I catamarani che sfrecciano il laguna sono il simbolo di una intenzione di cambiamento di immagine?
“Si, è così. E’ questo il punto: io dico sempre che Venezia è una città moderna. Essere all’avanguardia è sempre stato nella sua natura, l’innovazione ne ha costruito la storia. L’Arsenale era una magnifica industria da cui sono uscite belle navi. Adesso costruiamo il Mose,una delle più grandi opere di ingegneria d’Europa, che anche gli esperti olandesi stanno studiando”.
Quanto costano alla città questa Americas Cup World Series?
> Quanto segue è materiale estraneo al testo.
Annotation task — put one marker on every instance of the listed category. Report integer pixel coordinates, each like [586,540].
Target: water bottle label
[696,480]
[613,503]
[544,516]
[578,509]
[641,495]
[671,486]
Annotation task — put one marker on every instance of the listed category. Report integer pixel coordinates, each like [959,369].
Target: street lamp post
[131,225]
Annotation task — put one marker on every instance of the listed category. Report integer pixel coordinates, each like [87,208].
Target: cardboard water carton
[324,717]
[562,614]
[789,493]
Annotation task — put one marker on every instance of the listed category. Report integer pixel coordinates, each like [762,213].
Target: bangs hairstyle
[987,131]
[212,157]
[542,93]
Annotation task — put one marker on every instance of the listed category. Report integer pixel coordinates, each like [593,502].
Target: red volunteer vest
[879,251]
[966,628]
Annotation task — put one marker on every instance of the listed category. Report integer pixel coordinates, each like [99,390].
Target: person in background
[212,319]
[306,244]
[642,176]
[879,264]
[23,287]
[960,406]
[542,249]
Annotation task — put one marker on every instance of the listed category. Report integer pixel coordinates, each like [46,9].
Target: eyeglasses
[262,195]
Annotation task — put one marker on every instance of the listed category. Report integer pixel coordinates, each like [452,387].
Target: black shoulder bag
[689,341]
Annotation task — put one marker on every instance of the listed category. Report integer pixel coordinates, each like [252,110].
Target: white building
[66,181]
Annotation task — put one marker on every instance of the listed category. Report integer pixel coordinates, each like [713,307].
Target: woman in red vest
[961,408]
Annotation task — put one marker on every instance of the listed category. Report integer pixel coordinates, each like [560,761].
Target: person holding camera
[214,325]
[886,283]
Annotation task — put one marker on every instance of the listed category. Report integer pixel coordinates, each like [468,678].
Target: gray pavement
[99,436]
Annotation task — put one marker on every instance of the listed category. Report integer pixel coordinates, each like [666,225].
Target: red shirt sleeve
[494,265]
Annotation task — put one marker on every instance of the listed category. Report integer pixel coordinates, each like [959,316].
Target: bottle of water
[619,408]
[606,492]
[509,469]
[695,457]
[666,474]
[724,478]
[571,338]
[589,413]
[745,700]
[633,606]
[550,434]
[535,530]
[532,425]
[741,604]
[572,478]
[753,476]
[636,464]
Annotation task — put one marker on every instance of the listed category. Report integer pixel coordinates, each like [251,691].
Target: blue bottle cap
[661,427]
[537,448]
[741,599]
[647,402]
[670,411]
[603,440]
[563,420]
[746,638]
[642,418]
“La città nel complesso ha messo a disposizione circa 5 milioni di euro, parlo di sponsorizzazioni di imprese private legate al territorio. In realtà questa è una cifra teorica, che verificheremo a fine evento, quando tireremo le somme. Abbiamo versato alla Event Authority un milione per acquisire il diritto a organizzare le regate quest’anno e mezzo milione per le regate dell’anno prossimo. Ci tengo a dire che l’amministrazione non spende se non il suo tempo e il suo impegno, i servizi che vanno previsti in queste occasioni”.
Può già tracciare un bilancio dell’impatto delle regate sulla città?
“Mi hanno informato che sono arrivate in città in questa prima parte di maggio circa seicentomila persone, con un deciso incremento sull’anno scorso dovuto a questo evento. Ma il risultato migliore è che questo turismo si è spalmato sul territorio arrivando alla zona di Castello dove è l’Arsenale, ed è un turismo di qualità migliore rispetto al solito. Fino a venerdì gli ingressi all’Arsenale per visitare le basi sono di circa 55 mila persone. E’ sempre stata una zona chiusa, che molti hanno avuto la fortuna di vedere per la prima volta: sono 100 mila metri quadri di cui 7 mila interessati al villaggio delle regate. Abbiamo registrato 2800 barche che vogliono accedere alle zone dedicate agli spettatori. Circa 600 persone lavorano per l’evento. Gli alberghi hanno un tasso di occupazione molto vicino al tutto esaurito”.
Le piacerebbe oltre a queste regate portare a Venezia le regate della vera Coppa America?
“Qui siamo sempre attenti a non fare il passo più lungo della gamba, siamo contenti di questo evento. Comunque certo che mi piacerebbe, spero che ci sia uno sponsor per armare una barca che alza il nostro guidone e poi vincere”.